Audio Book review: Bradbury's Martian Chronicles
Title: The Martian Chronicles
Author: Ray Bradbury; read by Stephen Hoye
Publisher: Blackstone Audio, 2009. Original stories published between 1947 and about 1951.
Source: Digital library
There were a lot of these to chose from, since there are dozens of editions of the book out. I share here the one that goes with the Blackstone Audio version:
In connected, chronological stories, a true grandmaster enthralls, delights, and challenges us with his vision, starkly and stunningly exposing our strength, our weakness, our folly, and our poignant humanity on a strange and breathtaking world where humanity does not belong.
I think I have to start with Bradbury's own take on the book, from the introduction to the audio book. He describes the stories as not really science fiction, or about Mars, but rather fables or parables, the author's exploration of humanity. Certainly the prose is lush and at times the stories are pointed. In fact, one thing I think no one could argue with is that Bradbury is a master of prose.

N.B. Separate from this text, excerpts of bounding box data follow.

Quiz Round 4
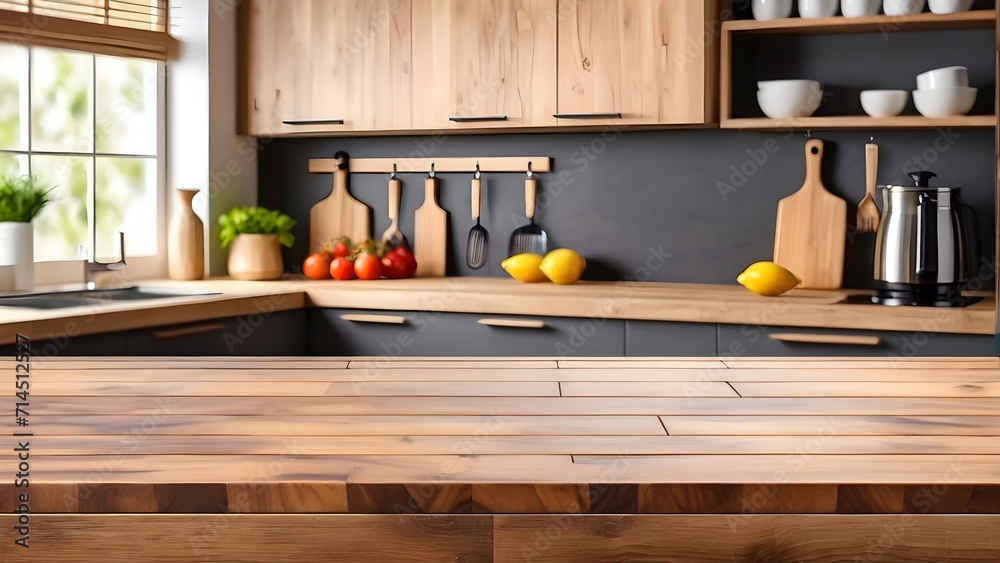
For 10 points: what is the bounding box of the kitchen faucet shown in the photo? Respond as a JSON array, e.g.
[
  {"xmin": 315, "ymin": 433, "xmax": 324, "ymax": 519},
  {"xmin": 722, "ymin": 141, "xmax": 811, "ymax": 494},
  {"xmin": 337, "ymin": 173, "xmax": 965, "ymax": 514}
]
[{"xmin": 83, "ymin": 231, "xmax": 125, "ymax": 289}]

It might be best not to think of the stories as SF, since the date of their composition puts the vision of scientific advances at, shall we say, a disadvantage. I'm always interested, when reading classic SF, to see what writers got right, and what they got wrong. Bradbury creates a fully-automated house that a Silicon Valley billioniare could build today (and for all I know, may have). But other things are laughable: clear, instant telephonic communications between Earth and Mars, and private, "family rockets," used even for travel between different parts of the planet. Nor was there any imagination of the cell phone or the computer (let alone the PC)--not surprising, given when they were written. It doesn't matter, because the stories are about humanity and society, not science. (We'll leave aside what we now know about the surface of Mars; Bradbury went with the views of his time on Martian canals).
In one area of his critique of society, though, I had to admit to disappointment. I know this was early, and it's probably wrong of me to apply a feminist critique to a book from 1950. But still...even by the end of WWI, let alone WWII, women were coming into their own as thinkers and writers and persons with intelligence and will. Sadly, Bradbury failed to notice it. Every female, human or Martian, in the book is weak, insipid, silly, subjected, subservient, robotic, or some combination of the above. And all are dependent on men, most being absolute stereotypes of the 1950s wife.

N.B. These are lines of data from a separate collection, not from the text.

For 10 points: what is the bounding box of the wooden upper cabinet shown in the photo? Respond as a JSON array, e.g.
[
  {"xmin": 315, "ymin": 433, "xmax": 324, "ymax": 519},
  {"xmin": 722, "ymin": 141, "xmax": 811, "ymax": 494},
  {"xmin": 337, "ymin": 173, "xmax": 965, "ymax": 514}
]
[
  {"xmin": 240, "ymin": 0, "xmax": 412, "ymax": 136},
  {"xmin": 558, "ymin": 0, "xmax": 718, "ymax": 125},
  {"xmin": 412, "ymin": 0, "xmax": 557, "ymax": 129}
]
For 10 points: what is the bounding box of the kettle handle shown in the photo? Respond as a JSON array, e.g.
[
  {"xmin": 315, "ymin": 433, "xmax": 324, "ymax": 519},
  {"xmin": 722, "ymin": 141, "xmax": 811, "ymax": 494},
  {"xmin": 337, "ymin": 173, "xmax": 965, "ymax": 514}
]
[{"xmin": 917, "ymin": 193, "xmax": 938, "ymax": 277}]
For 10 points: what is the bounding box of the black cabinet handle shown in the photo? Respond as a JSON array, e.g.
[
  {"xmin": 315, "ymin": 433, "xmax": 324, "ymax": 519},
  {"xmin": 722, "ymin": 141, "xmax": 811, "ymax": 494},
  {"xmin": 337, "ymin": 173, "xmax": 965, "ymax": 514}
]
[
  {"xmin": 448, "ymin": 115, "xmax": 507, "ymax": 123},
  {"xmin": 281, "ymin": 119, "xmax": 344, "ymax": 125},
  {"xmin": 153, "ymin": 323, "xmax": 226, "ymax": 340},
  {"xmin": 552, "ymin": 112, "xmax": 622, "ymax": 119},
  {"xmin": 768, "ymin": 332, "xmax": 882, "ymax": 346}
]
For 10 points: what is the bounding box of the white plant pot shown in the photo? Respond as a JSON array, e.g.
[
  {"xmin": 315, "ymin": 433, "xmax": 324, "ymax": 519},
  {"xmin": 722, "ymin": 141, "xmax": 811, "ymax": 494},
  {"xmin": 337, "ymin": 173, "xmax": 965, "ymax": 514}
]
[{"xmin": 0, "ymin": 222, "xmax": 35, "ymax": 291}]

I don't think I'm quite willing to let Bradbury off the hook for this. It's the scourge of early SF: it was, in essence, a masculine genre and at heart even misogynistic. I can only be glad that, however slowly and painfully, the genre has evolved to allow that maybe, by say the year 3035 or so, women might be held to be equal to men. We can hope.

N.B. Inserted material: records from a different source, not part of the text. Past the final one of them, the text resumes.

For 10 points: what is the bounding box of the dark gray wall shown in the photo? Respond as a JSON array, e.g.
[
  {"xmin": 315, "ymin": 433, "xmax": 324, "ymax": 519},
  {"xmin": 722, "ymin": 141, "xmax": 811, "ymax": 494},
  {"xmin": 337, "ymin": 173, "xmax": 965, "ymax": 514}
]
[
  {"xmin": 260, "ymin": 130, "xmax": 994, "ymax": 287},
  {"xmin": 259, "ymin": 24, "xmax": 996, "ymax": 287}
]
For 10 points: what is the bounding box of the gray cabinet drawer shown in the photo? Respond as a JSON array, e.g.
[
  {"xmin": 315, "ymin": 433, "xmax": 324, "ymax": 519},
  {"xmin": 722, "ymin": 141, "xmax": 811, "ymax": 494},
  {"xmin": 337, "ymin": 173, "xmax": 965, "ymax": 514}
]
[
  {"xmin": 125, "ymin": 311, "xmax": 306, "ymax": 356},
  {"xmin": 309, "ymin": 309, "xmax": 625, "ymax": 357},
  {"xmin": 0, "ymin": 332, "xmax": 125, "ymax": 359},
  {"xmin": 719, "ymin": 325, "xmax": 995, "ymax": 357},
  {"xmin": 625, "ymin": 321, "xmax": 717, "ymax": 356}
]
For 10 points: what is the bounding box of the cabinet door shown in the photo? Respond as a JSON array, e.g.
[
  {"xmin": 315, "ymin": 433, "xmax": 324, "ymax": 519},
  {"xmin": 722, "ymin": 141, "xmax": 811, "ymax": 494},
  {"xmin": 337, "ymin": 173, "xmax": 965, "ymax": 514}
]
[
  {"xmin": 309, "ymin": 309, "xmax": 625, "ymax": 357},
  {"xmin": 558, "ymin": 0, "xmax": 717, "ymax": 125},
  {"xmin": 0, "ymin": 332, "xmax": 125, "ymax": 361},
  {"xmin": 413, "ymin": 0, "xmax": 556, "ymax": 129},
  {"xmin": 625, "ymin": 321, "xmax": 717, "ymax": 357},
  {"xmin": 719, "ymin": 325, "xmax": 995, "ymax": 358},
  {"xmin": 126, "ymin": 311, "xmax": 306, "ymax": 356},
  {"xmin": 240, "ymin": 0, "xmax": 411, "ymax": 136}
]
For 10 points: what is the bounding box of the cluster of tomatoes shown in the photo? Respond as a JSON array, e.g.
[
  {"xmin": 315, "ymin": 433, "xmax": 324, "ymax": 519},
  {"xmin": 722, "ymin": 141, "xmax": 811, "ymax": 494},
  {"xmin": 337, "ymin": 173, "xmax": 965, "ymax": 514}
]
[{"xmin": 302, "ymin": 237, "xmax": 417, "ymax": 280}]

Despite the above criticism, which as noted may not be fair, I do consider this a masterpiece, and a classic that ought to be read by all, especially by any afficionado of the science fiction genre.
FTC Disclosure: I checked The Martian Chronicles out of my digital library, and received nothing from the writer or publisher for my honest review. The opinions expressed are my own and those of no one else. I am disclosing this in accordance with the Federal Trade Commission's 16 CFR, Part 255: "Guides Concerning the Use of Endorsements and Testimonials in Advertising."